Supported non-coordinating anions derived from trisperfluorophenyl boron are described in U.S. Pat. No. 5,427,991. Trisperfluorophenyl boron is shown to be capable of reacting with coupling groups bound to silica through hydroxyl groups to form support bound anionic activators capable of activating transition metal catalyst compounds by protonation. U.S. Pat. No. 5,643,847 discusses the reaction of Group 13 Lewis acid compounds with metal oxides such as silica. It illustrates the reaction of trisperfluorophenyl boron with silanol groups (the hydroxyl groups of silicon) so as to prepare bound anions capable of protonating transition metal organometallic catalyst compounds and forming catalytically active cations counter-balanced by the bound anions.
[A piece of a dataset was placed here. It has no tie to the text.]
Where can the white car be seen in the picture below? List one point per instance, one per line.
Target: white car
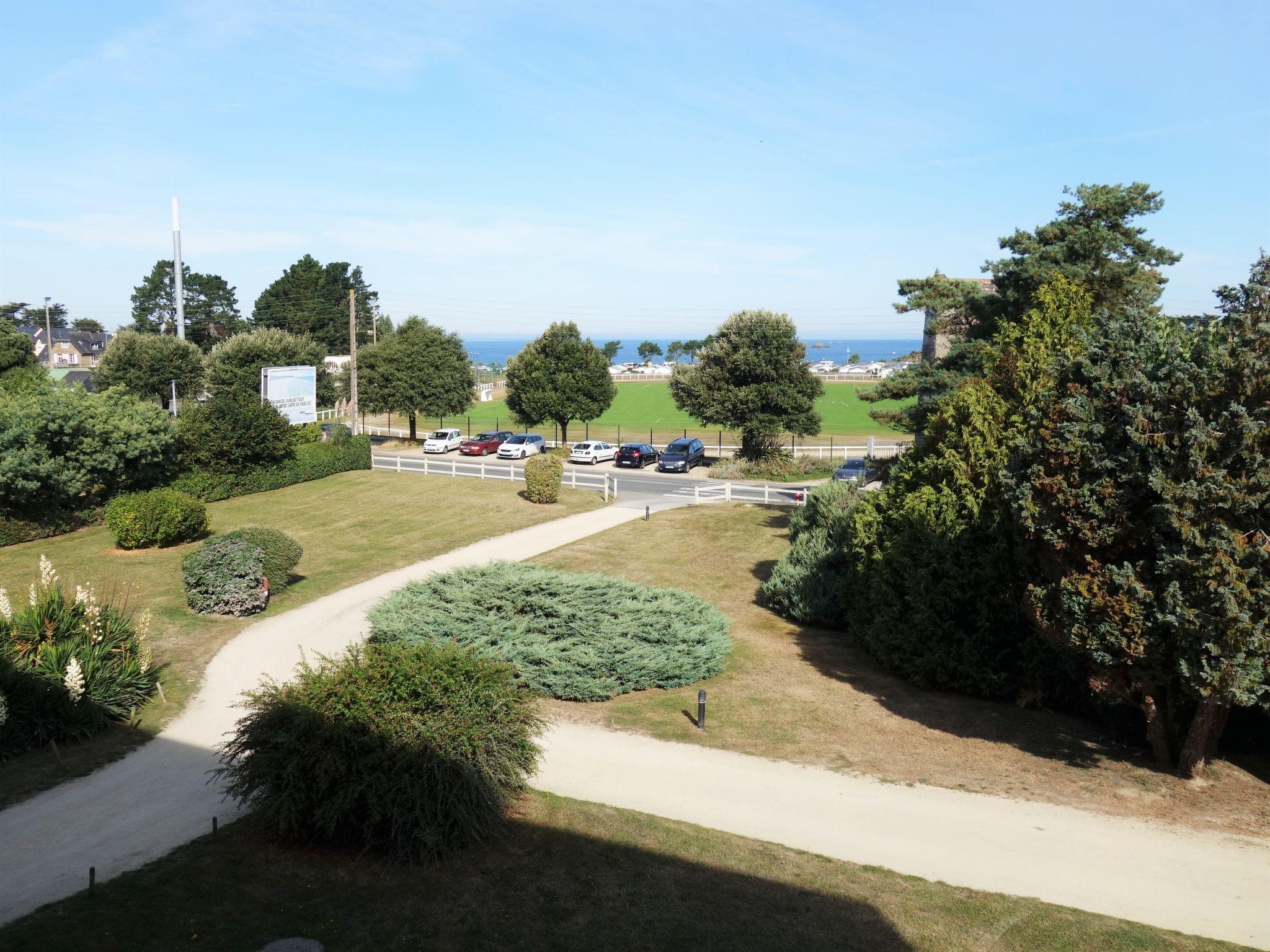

Immobilized Lewis acid catalysts suitable for carbocationic polymerization are described in U.S. Pat. No. 5,288,677. The Group III A Lewis acids of the invention are said to have the general formula R.sub.n MX.sub.3-n where M is a Group III A metal, r is a monovalent hydrocarbon radical consisting of C.sub.1 to C.sub.12 alkyl, aryl, alkylaryl, arylalkyl and cycloalkyl radicals, n=0-3, and X is halogen. Listed Lewis acids include aluminum trichloride, trialkyl aluminums, and alkylaluminum halides. Immobilization is accomplished by reacting the invention Lewis acids with hydroxyl, halide, amine, alkoxy, secondary alkyl amines, and others, where the groups are structurally incorporated in a polymeric chain. James C. W. Chien, Jour. Poly. Sci.: Pt A: Poly. Chem, Vol. 29, 1603-1607 (1991), has described the olefin polymerization utility of methylalumoxane (MAO) reacted with SiO.sub.2 and zirconocenes. He proposes a covalent bonding of the aluminum atom to the silica through an oxygen atom in surface hyroxyl groups.
In view of the above there is a continuing need for activating cocatalyst compounds both to improve industrial economics and to provide simpler methods of synthesis and preparation of suitable activating compounds for ionic catalyst systems. Additionally, improvements in gas phase and slurry polymerization of olefins, where supported catalysts are typically used, are sought so as to meet the demanding criteria of industrial processes. The complexities of the polymerization media of industrial processes can result in widely varying product properties of the polymers prepared and the polymer particles formed in the reactors from which the polymerization medium must be removed for final product preparation.